After a perfect two day cycle from Chiang Rai to Chang Saen and then to Chang Khong along the hilly roads hugging the shores of the Mekong. There is nothing quite like cycling in the morning mists sweeping from the Mekong and being serenaded by the gibbons in the surrouding jungle, it makes you feel very far away from the N11. These were my last few kilometres in Thailand and though I would not like to say my best they certainly reminded me of how much I enjoyed the past 5 weeks touring through this beautiful country.
After a night in Chang Khong I took a boat across the river and in doing so entered in to Laos. From here I decided to take the "slow boat" down the Mekong to the world heritage town of Luang Probang. Throwing my bike on the roof of the river barge and paying an extortionate amount for this privilage I embarked upon the two day and 15 hour journey down the Mekong.

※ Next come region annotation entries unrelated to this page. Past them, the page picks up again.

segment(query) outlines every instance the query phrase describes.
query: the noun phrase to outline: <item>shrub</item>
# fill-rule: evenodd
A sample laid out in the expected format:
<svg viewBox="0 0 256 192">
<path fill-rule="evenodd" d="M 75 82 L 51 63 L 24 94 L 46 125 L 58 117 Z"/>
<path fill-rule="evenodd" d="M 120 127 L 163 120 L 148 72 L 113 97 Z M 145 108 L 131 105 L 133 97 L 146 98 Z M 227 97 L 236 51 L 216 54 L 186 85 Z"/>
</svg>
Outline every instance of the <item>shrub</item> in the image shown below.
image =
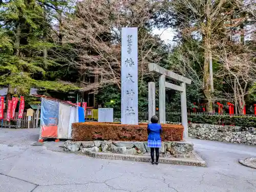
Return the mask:
<svg viewBox="0 0 256 192">
<path fill-rule="evenodd" d="M 180 141 L 183 139 L 184 128 L 180 125 L 162 125 L 162 140 Z M 74 141 L 95 140 L 146 141 L 147 140 L 147 124 L 121 124 L 118 123 L 86 122 L 72 124 L 72 138 Z"/>
</svg>

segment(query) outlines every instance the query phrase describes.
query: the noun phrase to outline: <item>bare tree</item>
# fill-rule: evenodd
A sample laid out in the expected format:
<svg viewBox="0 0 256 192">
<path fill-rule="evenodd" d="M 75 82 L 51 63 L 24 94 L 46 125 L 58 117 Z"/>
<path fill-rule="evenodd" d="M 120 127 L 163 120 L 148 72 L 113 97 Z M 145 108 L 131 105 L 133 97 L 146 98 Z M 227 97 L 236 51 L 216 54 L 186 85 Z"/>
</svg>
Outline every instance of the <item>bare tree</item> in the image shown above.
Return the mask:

This, as I had hoped, was a stunning journey through gorges, jungle lined mountains and small fishing villages, by the time I arrived in Luang Probang yesterday evening I was quite sad to be saying goodbye to that leg of my journey. That feeling was soon overshadowed by the beauty of this very touristic town, decaying 19th century French architecture splashed with a large amount of intricately detailed golden temples and wats and all lined by tall palm trees, quite unlike anything I have ever seen.

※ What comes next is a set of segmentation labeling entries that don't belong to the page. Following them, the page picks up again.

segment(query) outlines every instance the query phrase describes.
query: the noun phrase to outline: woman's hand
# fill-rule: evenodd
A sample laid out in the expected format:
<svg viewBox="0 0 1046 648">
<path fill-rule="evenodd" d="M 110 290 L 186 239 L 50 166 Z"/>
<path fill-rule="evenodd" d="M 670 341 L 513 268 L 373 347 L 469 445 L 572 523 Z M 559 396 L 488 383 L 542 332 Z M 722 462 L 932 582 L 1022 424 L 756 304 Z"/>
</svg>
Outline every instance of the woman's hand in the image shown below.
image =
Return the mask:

This morning from the vantage of a golden temple on a hill, I watched the rising sun peel its way slowly over the surrounding jungled mountains and clear the valleys bellow of their shroud of mist. After strolling through the bustling morning market and munching on some succulent ripe mango I breakfasted on noodle soup (which unbelievably is better then in Thailand), baguette and wonderfully thick, strong local coffee. Why yes I thought to myself, it is very good to be in Laos.